I finally stumbled upon the place, where I was greeted by her parents. Unlike Mandy's parents their English was very limited so it was difficult to hold a polite conversation. But like Mandy's parents they were friendly and very curious, so we did the best we could while they rehydrated me and pumped me full of snacks. After a few minutes of not overly awkward conversation they informed me that I needed to leave if I wanted to catch the train back into the city so that I could sight-see and then meet up with Corina (who was at university in Worms, about an hour south). So her father escorted me to the station, paid my fare and I was on my way back to the city.

I was headed to Romer, the only part of the old city that survived the bombing raids during World War II. It was a nice spot, an open square surrounded by old German buildings with the triangular rooftops and tall cathedrals in the background. But it was also fairly small, so there wasn't a whole lot of material with which to kill six hours, especially with the museums closed for the day. I tried to explore every square inch of the place, past the church with a JFK memorial, through the pedestrian shopping center, over the bridge to a few other churches, and after all that I still had about five hours to go. Even after a nice casual dinner I still had more time than I knew what to do with, so I fell into the trap that I knew was coming, no matter how hard I tried to avoid it (I swear) -- I was out to find a bar where I could nurse along a few beers and maybe make some friends to pass the time until Corina's arrival.

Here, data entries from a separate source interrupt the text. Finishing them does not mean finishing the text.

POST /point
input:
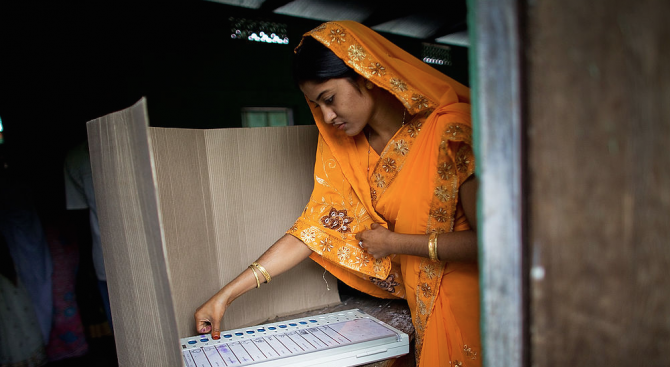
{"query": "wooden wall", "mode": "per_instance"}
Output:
(598, 134)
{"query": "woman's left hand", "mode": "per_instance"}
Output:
(376, 241)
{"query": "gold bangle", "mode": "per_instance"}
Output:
(432, 247)
(265, 273)
(258, 282)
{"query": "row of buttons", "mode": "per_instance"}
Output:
(260, 330)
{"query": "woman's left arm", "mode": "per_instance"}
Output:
(452, 246)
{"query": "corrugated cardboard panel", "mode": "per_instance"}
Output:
(182, 212)
(183, 187)
(142, 309)
(261, 179)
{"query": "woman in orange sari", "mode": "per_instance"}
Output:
(393, 208)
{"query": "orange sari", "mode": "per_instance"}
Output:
(412, 187)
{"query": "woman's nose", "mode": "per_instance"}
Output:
(328, 115)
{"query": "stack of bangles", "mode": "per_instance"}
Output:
(256, 266)
(432, 247)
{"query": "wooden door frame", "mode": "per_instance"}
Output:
(497, 99)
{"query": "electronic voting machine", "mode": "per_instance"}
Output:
(347, 338)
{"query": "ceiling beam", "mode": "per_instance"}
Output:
(448, 28)
(272, 5)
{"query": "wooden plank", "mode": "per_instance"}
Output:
(599, 158)
(497, 112)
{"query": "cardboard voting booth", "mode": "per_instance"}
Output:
(184, 211)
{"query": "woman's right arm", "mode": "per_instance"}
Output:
(286, 253)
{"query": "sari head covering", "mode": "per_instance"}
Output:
(412, 186)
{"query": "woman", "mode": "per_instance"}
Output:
(393, 208)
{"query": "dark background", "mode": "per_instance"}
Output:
(63, 64)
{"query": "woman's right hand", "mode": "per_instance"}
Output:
(208, 316)
(286, 253)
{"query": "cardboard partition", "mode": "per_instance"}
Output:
(182, 212)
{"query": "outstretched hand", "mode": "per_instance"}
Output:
(376, 241)
(208, 316)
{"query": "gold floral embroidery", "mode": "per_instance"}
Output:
(337, 220)
(420, 102)
(321, 27)
(377, 69)
(469, 352)
(444, 170)
(378, 266)
(414, 129)
(343, 253)
(388, 285)
(398, 85)
(389, 164)
(440, 215)
(380, 181)
(357, 53)
(326, 244)
(401, 147)
(430, 271)
(427, 291)
(337, 35)
(462, 162)
(442, 193)
(361, 261)
(308, 235)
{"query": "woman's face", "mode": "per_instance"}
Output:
(344, 104)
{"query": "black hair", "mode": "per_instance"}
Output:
(315, 62)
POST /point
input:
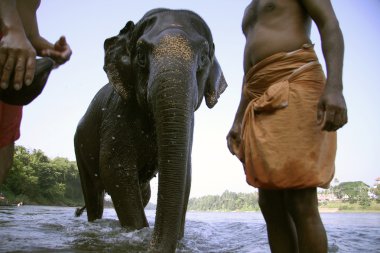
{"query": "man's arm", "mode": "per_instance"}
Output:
(16, 52)
(60, 52)
(332, 111)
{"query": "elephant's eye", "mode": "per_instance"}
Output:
(141, 58)
(203, 59)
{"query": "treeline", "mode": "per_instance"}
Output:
(36, 179)
(355, 192)
(352, 193)
(228, 201)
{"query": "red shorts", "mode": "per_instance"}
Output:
(10, 120)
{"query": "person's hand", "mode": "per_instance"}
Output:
(234, 139)
(60, 53)
(332, 111)
(17, 57)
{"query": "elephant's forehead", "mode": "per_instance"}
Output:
(176, 45)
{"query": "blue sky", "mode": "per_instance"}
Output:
(49, 123)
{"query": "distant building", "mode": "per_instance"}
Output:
(323, 197)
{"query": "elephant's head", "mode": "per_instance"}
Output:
(166, 63)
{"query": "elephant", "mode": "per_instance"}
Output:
(141, 123)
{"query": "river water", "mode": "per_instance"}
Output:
(55, 229)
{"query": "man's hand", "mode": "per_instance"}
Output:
(332, 111)
(60, 53)
(234, 139)
(17, 57)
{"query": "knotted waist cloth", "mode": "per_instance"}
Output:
(283, 146)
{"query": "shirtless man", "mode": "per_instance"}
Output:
(273, 28)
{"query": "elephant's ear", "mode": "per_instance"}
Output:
(215, 85)
(117, 61)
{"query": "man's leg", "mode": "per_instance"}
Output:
(6, 160)
(303, 207)
(281, 231)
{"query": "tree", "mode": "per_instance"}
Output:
(37, 179)
(355, 192)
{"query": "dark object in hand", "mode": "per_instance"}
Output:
(28, 93)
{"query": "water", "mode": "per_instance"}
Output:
(55, 229)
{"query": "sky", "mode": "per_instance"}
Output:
(49, 122)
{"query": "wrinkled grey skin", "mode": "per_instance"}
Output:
(142, 122)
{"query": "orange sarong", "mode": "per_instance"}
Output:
(283, 147)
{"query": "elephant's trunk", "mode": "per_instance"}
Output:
(172, 98)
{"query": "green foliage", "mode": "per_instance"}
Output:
(34, 178)
(353, 192)
(228, 201)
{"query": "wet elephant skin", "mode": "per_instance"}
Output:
(141, 123)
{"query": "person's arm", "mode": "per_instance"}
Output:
(16, 52)
(234, 135)
(332, 111)
(60, 52)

I meandered the streets of Frankfurt in the general direction of the train station (her parents had also, thankfully, supplied me with a map) in search of a decent pub. But each bar I found was more depressing than the next, sparsely occupied by old men crumpled over beers with cigarettes drearily drooping from their mouths. The one lively spot I found wouldn't let me in without a collared shirt. Elitists. The next thing I knew I was across the street from the station and the only viable option was right in front of me, O'Reilly's.

Normally, I avoid Irish bars. For one thing they're everywhere. They generally don't offer much local flavor and are usually more expensive than the average pub, for whatever reason. Also, I was going to be in Ireland in 24 hours, so there'd be plenty of time for Irish pubs then. But my options were limited and it seemed fairly lively. O'Reilly's came with an added bonus. It had television. And not just television -- satellite television. And that day was the first day of the baseball playoffs! Now, I've seen more baseball games than most people do in a lifetime. This was the first season since I was about 5 where I didn't go to at least one Yankee game and had spent the summer before leaving interning with a baseball team. Yet the first live pitch I'd seen all season was going to be Boof Bonser serving up a home run to Eric Chavez in Game 1 of the ALDS. I killed the next few hours talking to Irish bartenders and scattered Americans, one expatriate and a couple guys who were on a layover after filming yogis in India for a Discovery Channel documentary (they hoped) until finally Corina arrived. We stayed until we had to leave for the last train, filling in the details from our travels (I had significantly more, she'd been home since May), catching up on old times and semi-successfully explaining how baseball works to her.

The next morning (and I stress morning) I got up, and after an excellent breakfast, went back to the city center with Corina, where she would have to get a connecting train back down to Worms. Now I had another six hours to kill in a city I'd already exhausted before heading to the airport. I set out for the English movie theater to kill a few hours. I only mention this because finding a theater in English is easier said than done. And, yes, I realize the irony in complaining about the lack of cinemas in a language that is not the official one of a country. But -- and this is not one of my crackpot theories, this is what I've learned from numerous Europeans -- this is the reason why Germans lag behind Scandinavians and Dutch in English proficiency. While the Germans dub their television and most movies, those other countries use subtitles, and many of my Swedish, Dutch, Norwegian friends cited the subtitles as the reason why they became so good at English.

After the movie and hours wasted walking pedestrian malls and markets, reading and unsuccessfully finding an Irish friend with whom I could crash I was back to the train station to pick up my bags and get on the shuttle out to Frankfurt-Hahn airport. Now here's the thing about Ryan Air. It seems amazing to be able to fly from Frankfurt to Dublin for a mere 18 euros, but Ryan Air comes with a catch. Flying Ryan basically means devoting a whole day to travel. Since they pay for their runway space, you must must must be on the plane 30-40 minutes before scheduled takeoff, which means you want to assure you're at the airport early. Also, they charge such a cheap rate because they use airfields out in the middle of nowhere. I could've practically walked from Corina's house to the major airport, but Hahn is so far outside of Frankfurt (about 2:30 hours) that it wasn't even mentioned in the going to/coming from section of the Lonely Planet. I actually spent more money going to and from the airports than I did flying from Germany to Ireland. Go figure. Fortunately Ryan is an Irish company and therefore uses the major airports there. So when I touched down in Dublin at nearly midnight it wouldn't be as much of an ordeal to get into the city where Adrian and CJ were waiting for me at the pub.